Revisiting neutrino masses from Planck scale operators

Planck scale lepton number violation is an interesting and natural possibility to explain nonzero neutrino masses. We consider such operators in the context of Randall-Sundrum (RS1) scenarios. Implementation of this scenario with a single Higgs localized on the IR brane (standard RS1) is not phenomenologically viable as they lead to inconsistencies in the charged lepton mass fits. In this paper we propose a setup with two Higgs doublets. We present a detailed numerical analysis of the fits to fermion masses and mixing angles. This model solves the issues regarding the fermion mass fits but solutions with consistent electroweak symmetry breaking are highly fine-tuned. A simple resolution is to consider supersymmetry in the bulk and a detailed discussion of which is provided. Constraints from flavor are found to be strong and minimal flavor violation (MFV) is imposed to alleviate them.

Figure 1

The four different configurations which depict the localization of the zero mode of the Higgs doublet in the bulk.

Figure 2

Green region depicts total available parameter space of $c_E$ which fit charged lepton masses for configuration A. The black points represent the available parameter space after the constraints from tree level processes ($l_i\to l_j{l}_k{l}_k$) are imposed for $M_{KK}=2\mathrm{TeV}$.

Figure 3

The figure shows the contribution to process $j\to i\gamma$ due to exchange of neutral scalar mass eigenstates ($h,H,A$) on the left and charged Higgs on the right.

Figure 4

The figure shows the overlap between two fermion KK fields and the vev in the mass insertion approximation.

Figure 5

The figure shows the overlap ($Y_d^{011}$) between a zero mode fermion with the first KK state of $L$ and $H_d$. $c_L=0.86$ is chosen for the first KK state of $L$.

Figure 6

The figure shows the coupling $Y_d^{010}$ between a zero mode lepton, KK fermion and scalar mass eigenstate for two specific values of the brane mass parameter $b$. The left panel corresponds to the case where the Higgs field $H_a$ is localized near the IR brane $b>1$ while the right panel corresponds to the case where it is localized towards the UV brane $b<1$.

Figure 7

The dominant contribution to $l_j\to l_i+\gamma$ decay due to exchange of ${\varphi }^{+(n)}$. The dot denotes mass insertion.

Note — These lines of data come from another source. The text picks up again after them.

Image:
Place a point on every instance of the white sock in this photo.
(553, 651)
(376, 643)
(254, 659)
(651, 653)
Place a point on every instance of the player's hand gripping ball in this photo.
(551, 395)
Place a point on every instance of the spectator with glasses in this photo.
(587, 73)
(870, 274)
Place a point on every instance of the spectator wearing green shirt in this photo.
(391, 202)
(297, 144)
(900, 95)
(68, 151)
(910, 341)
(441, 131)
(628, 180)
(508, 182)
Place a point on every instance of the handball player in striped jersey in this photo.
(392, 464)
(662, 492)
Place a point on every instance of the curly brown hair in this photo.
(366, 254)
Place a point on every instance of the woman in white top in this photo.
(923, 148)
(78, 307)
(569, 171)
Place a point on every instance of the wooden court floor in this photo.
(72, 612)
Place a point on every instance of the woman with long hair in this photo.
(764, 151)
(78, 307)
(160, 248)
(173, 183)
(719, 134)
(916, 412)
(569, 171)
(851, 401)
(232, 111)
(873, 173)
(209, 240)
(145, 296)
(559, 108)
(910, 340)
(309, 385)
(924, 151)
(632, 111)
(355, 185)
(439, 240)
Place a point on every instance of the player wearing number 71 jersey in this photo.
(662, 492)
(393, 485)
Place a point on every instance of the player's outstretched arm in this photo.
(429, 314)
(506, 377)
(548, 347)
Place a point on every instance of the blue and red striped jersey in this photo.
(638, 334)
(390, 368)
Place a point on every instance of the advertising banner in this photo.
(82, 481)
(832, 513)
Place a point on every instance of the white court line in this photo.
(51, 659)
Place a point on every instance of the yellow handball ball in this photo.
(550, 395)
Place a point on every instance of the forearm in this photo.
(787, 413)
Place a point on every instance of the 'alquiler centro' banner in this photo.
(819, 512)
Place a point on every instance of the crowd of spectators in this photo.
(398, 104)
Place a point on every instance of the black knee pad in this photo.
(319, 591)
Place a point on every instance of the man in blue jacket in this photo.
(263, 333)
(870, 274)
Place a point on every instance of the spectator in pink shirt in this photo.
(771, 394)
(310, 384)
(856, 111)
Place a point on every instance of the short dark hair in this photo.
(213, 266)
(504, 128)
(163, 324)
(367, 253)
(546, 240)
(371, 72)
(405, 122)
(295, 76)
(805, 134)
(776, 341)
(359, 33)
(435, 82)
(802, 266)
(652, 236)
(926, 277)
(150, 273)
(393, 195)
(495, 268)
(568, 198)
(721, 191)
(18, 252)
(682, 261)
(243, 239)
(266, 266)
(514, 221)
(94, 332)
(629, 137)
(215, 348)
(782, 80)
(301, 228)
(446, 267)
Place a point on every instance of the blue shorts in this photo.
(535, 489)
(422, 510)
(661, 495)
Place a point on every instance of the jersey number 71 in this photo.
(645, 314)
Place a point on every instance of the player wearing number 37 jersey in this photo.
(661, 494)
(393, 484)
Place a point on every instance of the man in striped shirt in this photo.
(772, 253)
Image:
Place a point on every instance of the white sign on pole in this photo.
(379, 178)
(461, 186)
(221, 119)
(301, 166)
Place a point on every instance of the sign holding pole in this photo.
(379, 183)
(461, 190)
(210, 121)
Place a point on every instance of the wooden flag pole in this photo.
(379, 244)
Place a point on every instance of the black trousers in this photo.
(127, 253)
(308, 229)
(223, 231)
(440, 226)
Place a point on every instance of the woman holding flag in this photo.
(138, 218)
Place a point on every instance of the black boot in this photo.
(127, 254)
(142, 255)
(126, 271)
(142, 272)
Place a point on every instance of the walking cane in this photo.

The localization of the first two generation charged singlets close to the IR brane ($c<0.5$) results in $\mathcal{O}(1)$ overlap with the KK states as shown in Fig. 5.

Figure 8

Parameter space of bulk masses for configuration A. The graphs in the upper row show the parameter space for the bulk masses for doublets ($c_{L_i}$) while the lower row shows the corresponding parameter space for the charged singlets $c_{E_i}$. All points satisfy $0<{\chi }^2<10$.

Figure 9

Parameter space of bulk masses for configuration B.

Figure 10

Parameter space of bulk masses for configuration C.

Figure 11

Parameter space of bulk masses for configuration D.

Figure 12

The overlap integral $H^{0001}$ as a function of $b$ parameter of the scalar field.